May 31, 2007

"just a bunch of memorizations"

I'm watching the National Spelling Bee finals on TV. One Wisconsin contestant is still in. Of course I'm rooting for her. She just had to spell helodes. After hearing that the word is of Greek origin, she made an educated guess. And she got it right! A word's etymology is usually a better clue to its spelling than the meaning of the word. Which makes me wonder why the spellers usually ask for the definition of the word first.

Oh, here's a Polish word, oberek, and one more contestant is out. That's really tough, there are not many words of Polish origin in the English language, it's hard to make out a pattern.

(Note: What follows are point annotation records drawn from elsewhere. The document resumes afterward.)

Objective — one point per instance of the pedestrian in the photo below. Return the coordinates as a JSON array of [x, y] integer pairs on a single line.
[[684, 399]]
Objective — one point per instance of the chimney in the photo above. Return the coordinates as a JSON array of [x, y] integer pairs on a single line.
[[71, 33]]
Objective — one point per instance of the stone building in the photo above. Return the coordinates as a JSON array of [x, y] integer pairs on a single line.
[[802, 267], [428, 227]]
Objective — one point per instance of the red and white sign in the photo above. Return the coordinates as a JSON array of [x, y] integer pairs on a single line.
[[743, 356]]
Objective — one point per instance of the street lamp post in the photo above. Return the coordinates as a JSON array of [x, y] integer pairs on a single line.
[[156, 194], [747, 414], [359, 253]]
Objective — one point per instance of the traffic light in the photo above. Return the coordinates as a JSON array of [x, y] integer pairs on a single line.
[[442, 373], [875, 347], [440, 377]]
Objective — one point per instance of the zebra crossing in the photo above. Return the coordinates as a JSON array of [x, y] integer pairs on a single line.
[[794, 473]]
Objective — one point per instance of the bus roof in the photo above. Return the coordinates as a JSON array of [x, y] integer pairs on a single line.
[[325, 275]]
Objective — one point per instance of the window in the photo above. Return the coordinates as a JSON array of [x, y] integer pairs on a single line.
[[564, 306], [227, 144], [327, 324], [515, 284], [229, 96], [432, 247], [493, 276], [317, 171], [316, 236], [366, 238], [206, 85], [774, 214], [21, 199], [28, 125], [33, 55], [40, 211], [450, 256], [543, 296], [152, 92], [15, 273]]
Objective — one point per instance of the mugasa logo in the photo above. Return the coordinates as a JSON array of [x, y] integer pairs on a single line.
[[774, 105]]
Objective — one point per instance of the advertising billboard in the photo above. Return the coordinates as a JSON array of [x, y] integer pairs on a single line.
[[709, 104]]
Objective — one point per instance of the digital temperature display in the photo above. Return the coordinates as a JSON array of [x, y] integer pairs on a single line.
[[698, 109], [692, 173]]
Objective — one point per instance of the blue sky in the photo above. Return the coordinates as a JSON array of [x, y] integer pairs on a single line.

Here she is again, Isabel Jacobson of Madison, Wisconsin. I've never heard the word she has to spell, a 4-syllable word "made up of Greek elements". Cyanophycean. Good grief! She asks if it comes from the Greek word for "blue". It does. Go, Isabel! Noooo. She gets the ending wrong. She spelled it -tion. She finishes third (she finished 14th last year). Congratulations, Isabel!

Two cute bespectacled boys left. 25 championship words. Evan O'Dorney, 13, from California, goes first. The first word sounds like an adjective from Greek. But what is the root? I have no clue. The word is zoilus. He gets it right. Nate Gartke, also 13, from Canada. The second word is an adjective from Latin. It has two pronunciations. Vituline. Relating to a calf or veal. I think this is a little easier to spell than zoilus (and certainly easier than cyanophycean), but perhaps that's just because I know more Latin than Greek. He gets it right.

Oh, here's a word I know. Pappardelle. That's an easy one for Evan. You just have to like pasta! Nate takes on videlicet, which I have seen written a number of times, but I've never heard it pronounced before (it's hard to go wrong, the word has 3 pronunciations). viDEliset.

While there's a commercial break, I look at the final contestant's profiles. All three (Isabel, Evan, and Nate) play an instrument, and Evan is also great at maths.

Food again. Yosenabe. A Japanese seafood soup. I think it's doable. Yes, it is! Again I think that Nate gets a more difficult word. Coryza. And Nate doesn't spell it correctly (how I love that he says "zed"). So here's Evan again. It's his chance to win. Serrefine. And he gets it right! Evan O'Dorney is the winner of the 2007 National Spelling Bee. Congratulations!

A smart kid! He doesn't really like spelling because "it's just a bunch of memorizations". He prefers maths (where "it all comes together") and music (because it's creative).